10:01pm: Rizzle Kicks, Mama Do the Hump. Pardon me while I look that up.
10:04pm: My prediction for Adele, she'll be an EGOT.
10:05pm: My prediction for Taylor Swift, she'll be married seven times.
10:12pm: The Black Keys win Best International Band. They could not be there because Patrick Carney is busy trolling Justin Bieber fans. I would do the same thing if I was in his position.
10:14pm: While we are on commercial. let's watch Rizzle Kicks:
10:18pm: Ha, Corden is in the video. Cute, catchy song. Fun video.
10:20pm: Ben Howard is performing in front of a Laser Planetarium show.
10:23pm: Alt-J is being interviewed. The lead singer is painfully shy. Awwwww
10:25pm: Rafe Spall is presenting International Male. I just saw him in Life of Pi. RICHHHHARD PAAAARKEEEEER.
10:26pm: Frank Ocean wins. Somewhere, Chris Brown is sitting down and not giving a shit.
10:28pm: WarChild is recognized for their charity work. That Help! album is a must own.
10:37pm: Mumford & Sons take the stage. Here's the difference between the BRITs and Grammys.
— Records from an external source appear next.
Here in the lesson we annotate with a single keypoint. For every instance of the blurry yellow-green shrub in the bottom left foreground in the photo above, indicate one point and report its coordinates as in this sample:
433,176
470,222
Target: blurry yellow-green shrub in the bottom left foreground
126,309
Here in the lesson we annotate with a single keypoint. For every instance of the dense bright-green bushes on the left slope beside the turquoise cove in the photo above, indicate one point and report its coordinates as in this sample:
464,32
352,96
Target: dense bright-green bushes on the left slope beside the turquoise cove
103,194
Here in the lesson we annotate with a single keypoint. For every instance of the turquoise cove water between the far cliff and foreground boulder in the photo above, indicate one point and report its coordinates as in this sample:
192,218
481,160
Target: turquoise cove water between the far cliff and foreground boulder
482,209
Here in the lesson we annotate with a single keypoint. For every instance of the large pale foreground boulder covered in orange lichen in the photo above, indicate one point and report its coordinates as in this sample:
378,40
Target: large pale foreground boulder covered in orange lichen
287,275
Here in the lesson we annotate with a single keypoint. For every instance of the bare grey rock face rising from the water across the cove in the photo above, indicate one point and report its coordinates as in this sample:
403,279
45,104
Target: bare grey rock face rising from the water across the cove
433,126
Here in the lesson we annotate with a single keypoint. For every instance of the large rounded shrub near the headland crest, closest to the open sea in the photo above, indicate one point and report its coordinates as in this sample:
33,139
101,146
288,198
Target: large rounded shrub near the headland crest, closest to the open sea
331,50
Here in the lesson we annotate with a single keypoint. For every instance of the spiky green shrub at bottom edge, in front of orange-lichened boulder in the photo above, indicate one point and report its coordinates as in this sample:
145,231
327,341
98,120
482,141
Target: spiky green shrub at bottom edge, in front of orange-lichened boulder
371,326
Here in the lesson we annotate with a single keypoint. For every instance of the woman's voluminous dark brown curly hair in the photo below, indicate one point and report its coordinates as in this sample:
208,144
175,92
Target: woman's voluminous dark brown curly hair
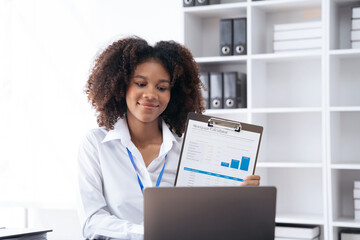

At the Brits, the acts perform on their own. At the Grammys, they make you perform with other artists to appease older viewers who don't bother listening to new music -- Elton John with Ed Sheeran, Black Keys with Dr. John.
10:45pm: I love how they always cut to nominees who didn't win, hoping they have some scandalous reaction. Looking at you Plan B.
10:48pm: I'm pretty sure they invented the Global Success Award so that One Direction could win something.
10:50pm: Corben is interviewing my new favorite band, Rizzle Kicks. I just like the word Rizzle, it's easy to rhyme. The guy is wearing my hat!
10:57pm: Emeli Sandé closes out the show. I guess they couldn't find any band to reunite and give a Lifetime Achievement Award.